The advantage of bringing their concern to the WSCPC meeting was an audience that included the Southwest Precinct Operations Lt. Pierre Davis and Seattle City Attorney’s Office SW Precinct Liason Attorney Melissa Chin: people who can make things happen.
Chin and Davis listened intently to the group’s tale, given proper time to breathe during a meeting with a looser agenda than usual, and offered up suggestions and a promise to put the issue on their radar moving forward.
Davis said his department is aware of several people living at the trouble-generating home and, while many of them have been arrested several times, often times criminals committing property crime are back on the streets within days and back to their old tricks.
He promised to look closely at the issue with Community Police Team Officer Ken Mazzuca (responsible for that part of town).
“As a collective I know we can get to a positive place on this thing,” Davis said. “Keep it up, contact Officer Mazzuca (with further details on the house),” and a game plan will be formulated.
Part of the problem, according to the group, is that the owner is an elderly woman living in a nursing home. They believe her grandson has taken the home over and, due to her advanced age, she is either largely unaware of the issues or possibly afraid to do anything about it.
Chin said her office would take a look at the file compiled against the home and see if it qualifies as a chronic nuisance – giving power to the laws of eviction or condemnation of the home.
Another possibility is a civil suit filed by residents against the homeowner. WSCPC regular Dick Hurley said he and his neighbors took that approach with a similar home years back, and the threat of monetary loss forced the landlord into making changes.
Until something concrete happens, residents near Morgan and 37th will have to endure. While the loss of personal property is certainly a headache and no laughing matter, they worry desperation or bad timing could lead to something far worse.
“You can see the tension and the emotional turmoil because all of us can feel it escalating and we are waiting for that moment when something bad is going to happen,” one woman said. “Right now it is a nuisance, and it’s not funny.”
Crime report from Lt. Davis
West Seattle Crime Prevention Council meetings always kick off with a crime report from Southwest Precinct second-in-command Lt. Davis.
Davis called the West Seattle summer “mild” in terms of crime (our usual mix of car prowls, vehicle thefts, burglaries and the rarer robbery), thanks in part to preventative patrols in known crime hot spots throughout the warmer months.
He said there has been a lingering problem with people not calling 911 when they see suspicious behavior in the neighborhood. Davis encouraged people to call for the sake of data: the more calls logged for a certain area give police an idea of where they need to increase presence.
Community Police Team officers are back to full time service in that capacity after spending most of the summer focusing on 911 response calls, he said.
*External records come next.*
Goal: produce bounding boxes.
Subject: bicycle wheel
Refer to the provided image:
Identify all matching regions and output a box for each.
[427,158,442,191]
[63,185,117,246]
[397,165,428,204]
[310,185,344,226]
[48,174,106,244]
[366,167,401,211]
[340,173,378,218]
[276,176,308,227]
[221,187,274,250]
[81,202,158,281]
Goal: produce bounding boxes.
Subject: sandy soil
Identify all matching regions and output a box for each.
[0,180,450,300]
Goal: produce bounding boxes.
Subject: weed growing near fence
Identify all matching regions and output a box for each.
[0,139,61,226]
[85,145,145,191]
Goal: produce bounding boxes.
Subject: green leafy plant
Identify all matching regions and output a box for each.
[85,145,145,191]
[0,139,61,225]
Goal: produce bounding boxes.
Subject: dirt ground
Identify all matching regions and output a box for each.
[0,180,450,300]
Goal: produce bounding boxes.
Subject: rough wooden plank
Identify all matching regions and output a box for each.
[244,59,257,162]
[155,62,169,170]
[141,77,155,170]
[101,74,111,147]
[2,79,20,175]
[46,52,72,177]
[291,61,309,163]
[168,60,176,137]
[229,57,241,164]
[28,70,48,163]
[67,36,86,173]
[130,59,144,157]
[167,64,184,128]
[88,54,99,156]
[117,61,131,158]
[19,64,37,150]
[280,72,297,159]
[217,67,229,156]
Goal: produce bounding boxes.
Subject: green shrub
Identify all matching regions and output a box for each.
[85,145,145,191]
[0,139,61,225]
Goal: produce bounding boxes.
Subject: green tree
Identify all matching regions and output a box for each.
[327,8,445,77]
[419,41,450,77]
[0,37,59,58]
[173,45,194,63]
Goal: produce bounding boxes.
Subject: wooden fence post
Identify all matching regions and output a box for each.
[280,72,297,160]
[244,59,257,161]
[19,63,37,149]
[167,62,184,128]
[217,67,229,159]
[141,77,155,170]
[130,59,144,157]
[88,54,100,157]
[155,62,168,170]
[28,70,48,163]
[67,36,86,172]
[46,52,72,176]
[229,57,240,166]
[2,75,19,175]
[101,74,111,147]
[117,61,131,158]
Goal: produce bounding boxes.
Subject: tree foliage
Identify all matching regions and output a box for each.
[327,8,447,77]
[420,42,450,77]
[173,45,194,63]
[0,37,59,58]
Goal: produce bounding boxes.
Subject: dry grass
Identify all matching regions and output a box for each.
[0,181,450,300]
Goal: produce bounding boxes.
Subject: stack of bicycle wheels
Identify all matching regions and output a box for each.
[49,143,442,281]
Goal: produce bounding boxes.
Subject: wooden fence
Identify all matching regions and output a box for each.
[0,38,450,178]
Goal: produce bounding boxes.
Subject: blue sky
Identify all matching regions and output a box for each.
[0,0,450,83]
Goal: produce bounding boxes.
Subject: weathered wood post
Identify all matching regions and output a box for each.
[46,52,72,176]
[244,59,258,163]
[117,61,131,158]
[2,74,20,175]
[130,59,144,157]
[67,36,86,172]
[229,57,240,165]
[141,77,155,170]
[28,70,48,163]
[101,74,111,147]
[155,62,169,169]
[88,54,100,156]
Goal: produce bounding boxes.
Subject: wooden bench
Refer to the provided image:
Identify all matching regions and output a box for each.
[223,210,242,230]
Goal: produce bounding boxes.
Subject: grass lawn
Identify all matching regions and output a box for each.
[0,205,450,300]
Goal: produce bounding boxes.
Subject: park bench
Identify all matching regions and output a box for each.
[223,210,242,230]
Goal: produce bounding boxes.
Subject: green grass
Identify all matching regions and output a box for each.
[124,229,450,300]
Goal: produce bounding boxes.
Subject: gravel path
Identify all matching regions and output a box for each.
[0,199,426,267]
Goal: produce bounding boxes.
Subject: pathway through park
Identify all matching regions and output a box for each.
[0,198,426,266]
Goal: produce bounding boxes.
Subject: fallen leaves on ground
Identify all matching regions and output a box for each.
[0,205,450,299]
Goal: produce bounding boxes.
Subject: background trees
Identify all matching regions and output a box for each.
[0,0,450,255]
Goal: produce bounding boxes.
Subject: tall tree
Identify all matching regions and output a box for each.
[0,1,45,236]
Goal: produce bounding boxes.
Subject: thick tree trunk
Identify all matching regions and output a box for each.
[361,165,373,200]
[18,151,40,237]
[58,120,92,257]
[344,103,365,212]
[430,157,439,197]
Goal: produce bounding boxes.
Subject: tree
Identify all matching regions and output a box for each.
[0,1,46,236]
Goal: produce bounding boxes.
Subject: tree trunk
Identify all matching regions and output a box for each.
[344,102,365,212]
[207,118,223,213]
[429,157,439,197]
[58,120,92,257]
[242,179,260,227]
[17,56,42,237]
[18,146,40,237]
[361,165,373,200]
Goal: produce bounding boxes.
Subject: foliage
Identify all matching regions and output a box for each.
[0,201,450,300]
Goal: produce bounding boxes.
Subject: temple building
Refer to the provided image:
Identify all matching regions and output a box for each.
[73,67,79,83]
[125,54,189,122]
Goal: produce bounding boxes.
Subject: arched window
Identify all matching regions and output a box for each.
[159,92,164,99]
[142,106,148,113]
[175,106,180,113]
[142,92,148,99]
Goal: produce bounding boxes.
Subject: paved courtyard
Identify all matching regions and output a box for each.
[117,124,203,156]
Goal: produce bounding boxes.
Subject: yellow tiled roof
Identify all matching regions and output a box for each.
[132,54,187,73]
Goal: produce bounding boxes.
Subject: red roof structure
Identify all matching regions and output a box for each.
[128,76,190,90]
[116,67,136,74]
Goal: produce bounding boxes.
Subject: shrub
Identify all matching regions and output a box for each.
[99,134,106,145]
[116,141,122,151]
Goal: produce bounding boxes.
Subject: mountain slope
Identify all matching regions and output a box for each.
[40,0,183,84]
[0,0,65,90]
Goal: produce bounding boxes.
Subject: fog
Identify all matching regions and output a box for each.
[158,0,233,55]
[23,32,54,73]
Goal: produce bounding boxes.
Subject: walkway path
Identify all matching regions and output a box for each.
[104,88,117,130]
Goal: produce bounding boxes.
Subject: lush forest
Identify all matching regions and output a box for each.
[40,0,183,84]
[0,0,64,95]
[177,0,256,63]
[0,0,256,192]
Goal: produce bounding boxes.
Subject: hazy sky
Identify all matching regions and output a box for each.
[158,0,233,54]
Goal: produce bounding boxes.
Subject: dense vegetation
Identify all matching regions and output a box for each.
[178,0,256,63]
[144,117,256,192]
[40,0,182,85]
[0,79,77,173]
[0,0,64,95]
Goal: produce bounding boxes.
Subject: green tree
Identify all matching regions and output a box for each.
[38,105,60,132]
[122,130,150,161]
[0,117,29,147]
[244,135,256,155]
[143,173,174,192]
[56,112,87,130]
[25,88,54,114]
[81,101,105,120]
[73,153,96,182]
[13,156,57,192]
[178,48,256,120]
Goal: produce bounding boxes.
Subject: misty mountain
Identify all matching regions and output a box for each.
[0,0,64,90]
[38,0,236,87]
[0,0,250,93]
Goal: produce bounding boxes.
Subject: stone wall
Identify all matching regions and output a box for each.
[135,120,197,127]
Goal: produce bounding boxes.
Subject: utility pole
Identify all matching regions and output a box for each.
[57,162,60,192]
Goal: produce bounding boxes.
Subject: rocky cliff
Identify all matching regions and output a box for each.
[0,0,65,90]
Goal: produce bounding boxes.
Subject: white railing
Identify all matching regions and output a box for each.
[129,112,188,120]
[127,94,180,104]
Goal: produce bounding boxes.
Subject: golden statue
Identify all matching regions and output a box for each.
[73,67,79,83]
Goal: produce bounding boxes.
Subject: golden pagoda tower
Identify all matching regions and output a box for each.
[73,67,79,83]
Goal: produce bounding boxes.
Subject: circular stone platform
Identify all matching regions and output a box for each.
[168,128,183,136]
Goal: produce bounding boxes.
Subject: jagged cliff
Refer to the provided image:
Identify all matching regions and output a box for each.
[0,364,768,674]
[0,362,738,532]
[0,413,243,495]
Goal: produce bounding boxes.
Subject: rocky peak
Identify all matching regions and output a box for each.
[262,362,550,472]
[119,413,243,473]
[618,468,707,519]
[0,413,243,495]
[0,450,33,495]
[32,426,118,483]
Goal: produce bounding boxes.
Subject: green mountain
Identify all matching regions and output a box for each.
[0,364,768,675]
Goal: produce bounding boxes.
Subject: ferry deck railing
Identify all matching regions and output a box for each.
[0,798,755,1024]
As we come out of summer, Davis expects an uptick in home burglaries as the capers know kids are back in school and parents are back to work after taking summertime breaks. Keep diligent in locking your house up, he said.
Good news for Lincoln Park users, Davis said a man who has made a habit of breaking into cars parked in the parking lots all summer has been arrested, and police are on the search for his accomplice.
The West Seattle Crime Prevention Council meets on the third Tuesday of each month. Their next meeting is Oct. 16 at the Southwest Precinct, 2300 S.W. Webster St., from 7 p.m. till 8:30 p.m.